Je trouve cette lecture incisive, capable de percer les ronronnements ambiants, jusqu’à trouver la part sauvage et cruelle de Pascal Quignard.
“A force d’être amoureux de la langue on dirait qu’il la guide de loin et qu’elle se développe toute seule, il la laisse écrire ce qui donne un sentiment de liberté ahurissant”
Ce passage est fascinant. Vous pourriez en faire plus ?
il va la chercher au fond du premier royaume dirait-on…C’est comme le musicien las qui laisse courir ses doigts sur le clavier, ou (exemple) Kafka qui dessine sur le manuscrit cet homme stylisé , presque par distraction; gribouillant. à y regarder de près cet homme dessine la lettre K. Son Héros (Procès Château) devance le propos qui va s’inscrire sur la page. Son nom le précède, oui, le tout début de son nom…
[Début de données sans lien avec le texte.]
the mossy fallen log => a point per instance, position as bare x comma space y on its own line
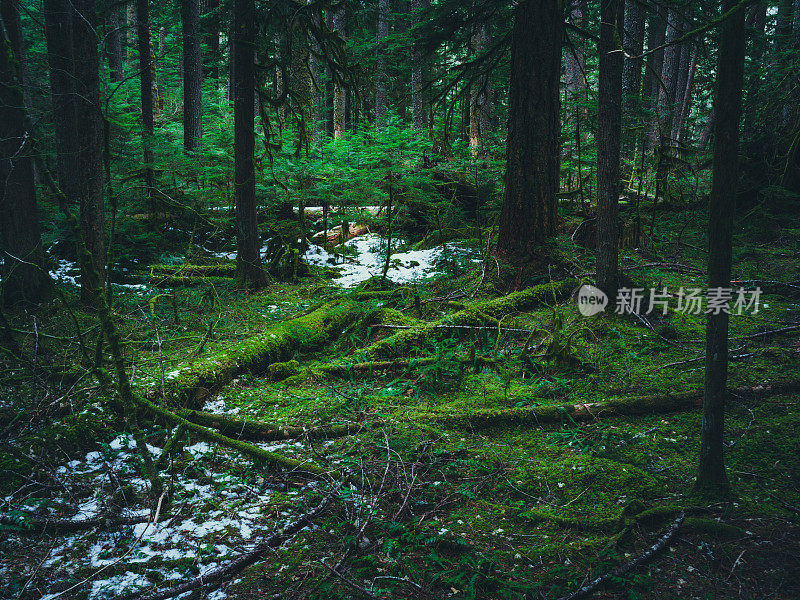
279, 343
259, 455
227, 269
476, 315
249, 429
590, 411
Il y a chez PQ une énergie telle que l’auteur donne l’impression qu’il pousse la phrase et qu’elle se clôt d’elle-même. Alors s’ouvre là devant, dans le blanc une autre inscription inattendue. C’est POUR ELLE qu’il écrit, pour la voir surgir
Cela dit, je ne fais guère autrement. Ecrire c’est s’étonner. s’oublier pour s’étonner. s’absenter pour faire jaillir la présence, l’autre présence. Ce qui fait dire à certain poète: “Le sacré soit ma parole”: c’était Hölderlin; on ne dirait plus le sacré, de nos jours, on dirait: le corps soit ma parole, c’est toute ma vie que j’engage à l’instant, car le corps est ma seule présence, il n’en est d’autre, aucune autre.
D’où l’importance du blanc. Signe de l’absence alentour. Chacun est désormais si seul qu’il semble porter sur ses épaules une manière de cage de verre que l’ordinateur semble pouvoir franchir mais la palpitation, mais l’odeur, mais le parfum, mais le pas, mais la voix, surtout la voix. Surtout la voix.
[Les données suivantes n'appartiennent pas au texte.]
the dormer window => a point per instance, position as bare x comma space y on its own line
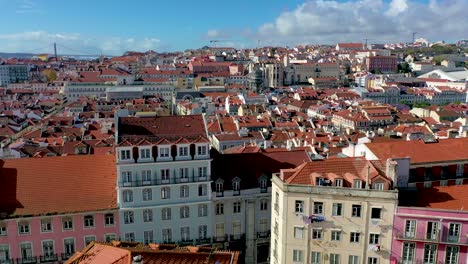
339, 182
236, 186
183, 151
145, 153
125, 154
201, 150
163, 152
357, 184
La dépression est là. Pas le prozac, non, donne-moi ta voix, ta vraie voix, que j’entende la mienne. Ma voix.
(on croirait du Duras)
Je crois tout compte fait que j’ai répondu à deux de vos mails en même temps. Vous dites de telles choses importantes sur la parole(: “il vous a fallu la prendre”) qui me concerne que l’on pourrait presque continuer à l’infini sur ce sujet.
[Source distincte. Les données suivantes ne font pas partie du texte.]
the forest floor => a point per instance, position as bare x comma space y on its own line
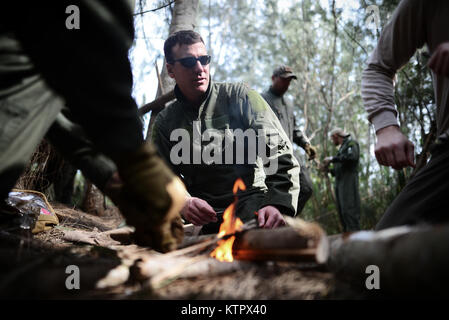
36, 267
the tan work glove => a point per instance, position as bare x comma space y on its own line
310, 150
151, 199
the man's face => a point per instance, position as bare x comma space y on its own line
193, 82
280, 85
335, 139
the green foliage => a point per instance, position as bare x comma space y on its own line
327, 46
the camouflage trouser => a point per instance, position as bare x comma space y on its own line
348, 202
424, 199
27, 111
306, 190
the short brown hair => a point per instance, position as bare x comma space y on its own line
180, 37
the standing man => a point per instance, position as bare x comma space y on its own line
414, 24
205, 110
281, 78
45, 65
345, 170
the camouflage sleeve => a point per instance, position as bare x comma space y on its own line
88, 67
299, 137
71, 141
281, 167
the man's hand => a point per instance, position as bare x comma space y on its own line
310, 150
393, 149
151, 198
269, 217
439, 62
198, 212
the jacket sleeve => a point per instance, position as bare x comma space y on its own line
88, 67
350, 154
71, 141
281, 167
401, 37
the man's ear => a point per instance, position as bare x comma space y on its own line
170, 71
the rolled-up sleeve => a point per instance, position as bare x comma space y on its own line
401, 37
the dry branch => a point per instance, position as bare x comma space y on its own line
301, 241
412, 261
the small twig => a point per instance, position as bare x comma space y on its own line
152, 10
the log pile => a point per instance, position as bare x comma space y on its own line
412, 261
298, 242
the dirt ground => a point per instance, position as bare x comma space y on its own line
36, 267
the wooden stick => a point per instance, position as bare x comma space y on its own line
411, 261
301, 241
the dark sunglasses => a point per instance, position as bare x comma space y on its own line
190, 62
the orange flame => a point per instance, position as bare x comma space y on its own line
230, 225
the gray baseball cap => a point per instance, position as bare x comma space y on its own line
284, 72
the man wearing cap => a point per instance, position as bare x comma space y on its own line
345, 170
281, 78
205, 110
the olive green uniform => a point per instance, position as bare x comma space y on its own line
45, 66
345, 170
284, 111
229, 107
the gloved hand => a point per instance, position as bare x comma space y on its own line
310, 150
151, 198
198, 212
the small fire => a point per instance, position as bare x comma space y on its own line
230, 225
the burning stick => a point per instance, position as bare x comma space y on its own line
301, 241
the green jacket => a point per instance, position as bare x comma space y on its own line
284, 111
227, 108
347, 159
345, 169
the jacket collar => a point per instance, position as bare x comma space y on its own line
182, 99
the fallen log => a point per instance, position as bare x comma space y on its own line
300, 241
409, 261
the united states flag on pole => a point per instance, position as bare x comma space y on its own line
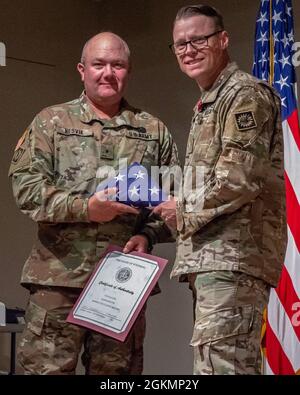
274, 63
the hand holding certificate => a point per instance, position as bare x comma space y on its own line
116, 292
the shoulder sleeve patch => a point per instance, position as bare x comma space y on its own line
245, 120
Car il se passe une chose inattendue, plus on creuse (PQ: plus on va vers le premier royaume), plus on s’approche de la psyché de tout un chacun, du désarroi présent; tout le monde est touché par ce que je croyais être mon “ressenti” comme on dit si bêtement aujourd’hui.
Ce que j’éprouve n’est qu’un exemple particulier de l’impression générale, ce soupir que l’on pousse lorsqu’il faut un matin, sortir dans la rue, saluer les voisins, acheter le pain etc. Ce sinueux et filandreux parcours dans le temps, c’est pourtant la vie, mais alors pourquoi soupire-t-on?